Silence, not of the golden sort.

“It’s a story,” said Harry finally. “It needs a villain.”

“Well, it’s got a villain,” I said. “We just have no idea who it is.”

“But he’s not a character. He’s an idea, a phantom, a theory, an unknown. Sometimes he’s ‘the fiend’ and sometimes ‘the murderer,’ but he has no personality, no image. We can’t get a fix on him. It’s not enough that he’s an Ikey, even if the folks do hate their Ikeys. He’s still blurry, indistinct.”

“I don’t—” I started to say.

“He needs a name.”

It was so absurdly simple, it brought conversation to a halt.

O’Connor sucked the cigar, Harry tossed down more brown and looked up, smiling. I sat there, feeling like a conspirator against Caesar, but then remembered I hated Caesar, so it would be all right. I also hated Harry for coming up with such a great idea. He was not without ability.

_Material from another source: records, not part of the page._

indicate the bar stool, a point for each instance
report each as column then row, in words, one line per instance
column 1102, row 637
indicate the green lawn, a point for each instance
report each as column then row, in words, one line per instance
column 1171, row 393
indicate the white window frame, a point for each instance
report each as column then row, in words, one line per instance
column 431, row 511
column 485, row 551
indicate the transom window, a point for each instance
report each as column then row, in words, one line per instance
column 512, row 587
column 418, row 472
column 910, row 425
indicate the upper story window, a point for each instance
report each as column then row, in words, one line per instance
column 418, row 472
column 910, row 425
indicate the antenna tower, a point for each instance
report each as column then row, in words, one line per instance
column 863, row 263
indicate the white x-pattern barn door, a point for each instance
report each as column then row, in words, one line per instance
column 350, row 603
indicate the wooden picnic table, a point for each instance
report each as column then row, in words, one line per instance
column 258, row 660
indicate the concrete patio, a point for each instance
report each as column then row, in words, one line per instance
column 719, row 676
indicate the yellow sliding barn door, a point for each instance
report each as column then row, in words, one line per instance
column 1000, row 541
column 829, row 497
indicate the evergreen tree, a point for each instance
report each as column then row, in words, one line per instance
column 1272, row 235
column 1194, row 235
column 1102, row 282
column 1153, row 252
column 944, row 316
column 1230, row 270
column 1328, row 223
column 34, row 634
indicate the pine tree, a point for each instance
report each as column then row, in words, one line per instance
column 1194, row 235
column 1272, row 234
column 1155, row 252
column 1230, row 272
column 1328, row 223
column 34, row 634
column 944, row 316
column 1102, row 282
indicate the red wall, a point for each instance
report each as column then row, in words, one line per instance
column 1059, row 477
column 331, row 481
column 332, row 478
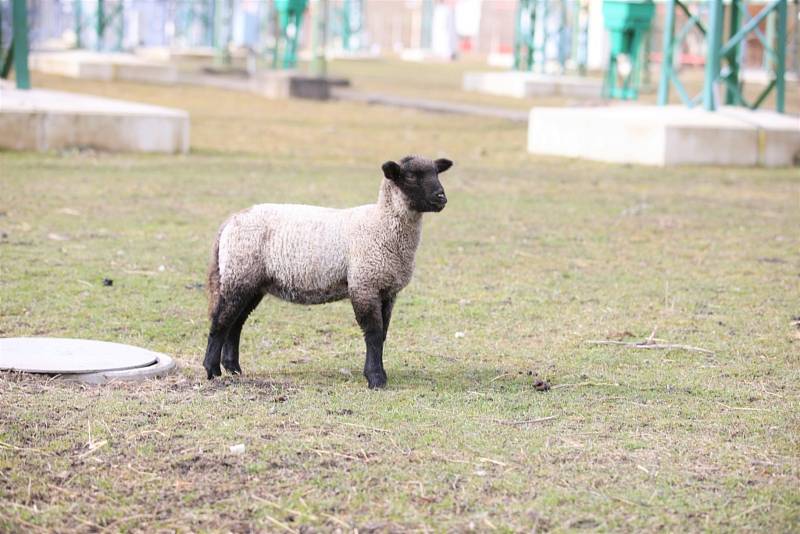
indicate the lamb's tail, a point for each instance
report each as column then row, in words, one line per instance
column 213, row 277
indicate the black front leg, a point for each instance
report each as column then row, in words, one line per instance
column 386, row 313
column 369, row 315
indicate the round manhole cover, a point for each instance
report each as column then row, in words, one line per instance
column 71, row 356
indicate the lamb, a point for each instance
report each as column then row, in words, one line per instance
column 313, row 255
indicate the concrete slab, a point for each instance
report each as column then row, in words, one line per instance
column 84, row 360
column 665, row 136
column 70, row 356
column 104, row 66
column 288, row 83
column 529, row 84
column 44, row 120
column 193, row 58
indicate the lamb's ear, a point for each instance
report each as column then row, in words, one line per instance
column 392, row 170
column 442, row 164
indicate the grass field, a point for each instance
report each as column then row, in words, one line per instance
column 532, row 259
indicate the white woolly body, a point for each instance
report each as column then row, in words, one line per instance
column 310, row 254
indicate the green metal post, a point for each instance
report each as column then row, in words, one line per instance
column 713, row 46
column 732, row 86
column 780, row 60
column 20, row 36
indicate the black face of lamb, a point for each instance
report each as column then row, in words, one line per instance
column 418, row 179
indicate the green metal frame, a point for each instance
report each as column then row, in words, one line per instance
column 101, row 20
column 719, row 50
column 190, row 12
column 290, row 22
column 629, row 25
column 17, row 54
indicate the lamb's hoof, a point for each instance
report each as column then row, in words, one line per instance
column 212, row 371
column 232, row 367
column 376, row 380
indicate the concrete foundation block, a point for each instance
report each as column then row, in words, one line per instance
column 529, row 84
column 105, row 66
column 44, row 120
column 72, row 64
column 666, row 136
column 286, row 84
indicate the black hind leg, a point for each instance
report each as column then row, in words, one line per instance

He was so positive. It’s an American trait. Doubt is not in their vocabulary, nor half-speed ahead, nor anything that smacks of consideration, context, contemplation. They leave that for the poofs. For them it’s always Dam the torpedoes!

Harry went on. “It can’t just be any name, like Tom, Dick, or Harry. It needs to be special, clever, the sort of catchy thing you remember and that sticks in your mind. It’s got to have that ring to it. I thought of ‘Ike the Kike,’ but that’s too ridiculous.”

“And suppose he turns out to be a High Church Anglican bishop,” I said. “How embarrassing.”

“Good point,” said Harry. “That’s why it has to be a good name. We need a genius to figure it out.”

“I’ll drop in on Darwin,” I said, “and if he’s not busy, I’m sure he’ll pitch in. If not he, perhaps Cousin Galton will join our campaign.” Sarcasm: last redoubt of the utterly defeated.

“I don’t know those guys, but I get your point. We need something thought up by someone who’s got a big talent.”

“Harry,” said O’Connor, “do go on. I like this, even if I can’t yet see where it’s going. And I’m confused how to make it happen.”

“Okay,” said Harry. “Here’s how I see it. We come up with a letter from the guy, and he signs it with a name that will ring bang-on through the ages. No advert can top it, it’s so perfect. Now, we can’t run it ourselves, because everyone would sniff a phony. So the letter goes to the Central News Agency. You know, they’re such hacks, they won’t think twice about spreading it throughout the town. And now he’s got a name, he’s hot again. It bridges the gap until he strikes.”

“Suppose it makes him strike again,” I said.

“Come now, man,” said O’Connor. “You saw the wounds. This darling rips them up so bad, he’s obviously mad as a March hare. Nothing we do is going to influence that degree of insanity a whit.”